Но в какой-то момент книгу откроют и начнут поглощать историю, и где-то, глубоко спрятанные среди страниц, обязательно таятся слова, какие ты сказала когда-то, выражение лица, которое у тебя было, когда взгляд ничего не подозревающего автора набрел на тебя — и вдруг просветлел, сосредоточился; событие, что реально произошло в твоей жизни. И когда читатель находит это реальное доказательство твоего существования, ты вздрагиваешь. И оживаешь.
Так, она думает, все и происходит.
Иногда она кажется себе такой же странной, как этот несчастный мистер Смит с кусками чужих миров, с которыми она не знает что делать, с уверенностью, что когда-то она умерла, и еще хуже — с уверенностью, что жила когда-то.
«Самое наше нутро они не могут изменить…»
Как знать, ведь и Питер, и милая Салли, и даже король с королевой у себя во дворце — часть ее глубинного, и кто его вписал в самое ее нутро? Разве она знает?
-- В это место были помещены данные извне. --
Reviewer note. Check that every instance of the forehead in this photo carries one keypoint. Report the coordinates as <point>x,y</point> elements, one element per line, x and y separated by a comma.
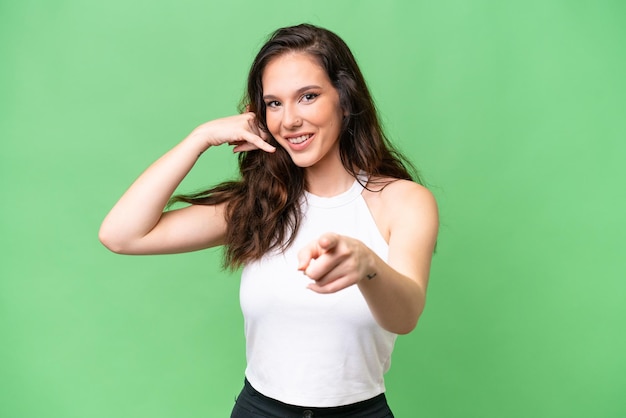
<point>291,71</point>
Что-то мешает ей почувствовать себя настоящей, но что-то и противится тому, чтобы признать — она плод чьего-то воображения. Так ведь и вправду рискуешь сойти с ума.
Она будто хочет взлететь; и чего-то, какой-то малости не хватает, чтобы полететь самой, приходится доверять бумажным крыльям.
Не то что бы она часто думала об этом, приписанные ей люди, обязанности — даже ощущения, если на то пошло, — не оставляют ей достаточно времени. Но иногда она спрашивает себя — какие цели может преследовать человек, дарящий ей один за другим такие вот бесконечные дни, без четкого сюжета, как у других? Стоило ли оно того, на самом деле?
Лондон вечером действительно прекрасен. И она рада, что позволила себе эту прогулку. Кларисса останавливается у торговца газетами, поглядеть открытки. Раскрашенный в хрупкие цвета фотографический Лондон уже никогда не станет настоящим, так же как и Лондон, в котором она живет.
— Миссис Дэллоуэй? — нетвердый голос у нее за спиной. — Кларисса... Дэллоуэй?
Она оборачивается. Высокая длинноносая женщина смотрит на нее во все глаза. Кларисса пытается вспомнить, где ее видела, хотя знает, что — нигде.
— Миссис Дэллоуэй? — Руки женщины нервно скользят по юбке, как у провинившейся школьницы. — Я... Вирджиния.
Качели куда-то подевались из сада, теперь Кларисса с Вирджинией сидят в садовых шезлонгах, уже немного рассохшихся.
Люси приносит чай, и Вирджинию трогают до слез наивный бело-голубой узор на чашках, и прилипшие изнутри к бокам чаинки, и неодобрительный вид служанки.
«Это все я сделала. Я, одна».
Она пока мысленно прощупывает себя, как заботливый доктор прощупывал бы после падения с высоты: ничего не сломано? Она ведь упала. Но, сколько она ни исследует, непоправимых изменений не находит. Чувствует только облегчение. Несильный укол совести — она оставила Леонарда. Но, раз она здесь, о них с Леонардом кто-нибудь напишет. Этой мыслью Вирджиния будто снимает с себя ответственность.
А она еще обвиняла Бога в расточительности. В том, что он выбрасывает души, даже как следует не наигравшись.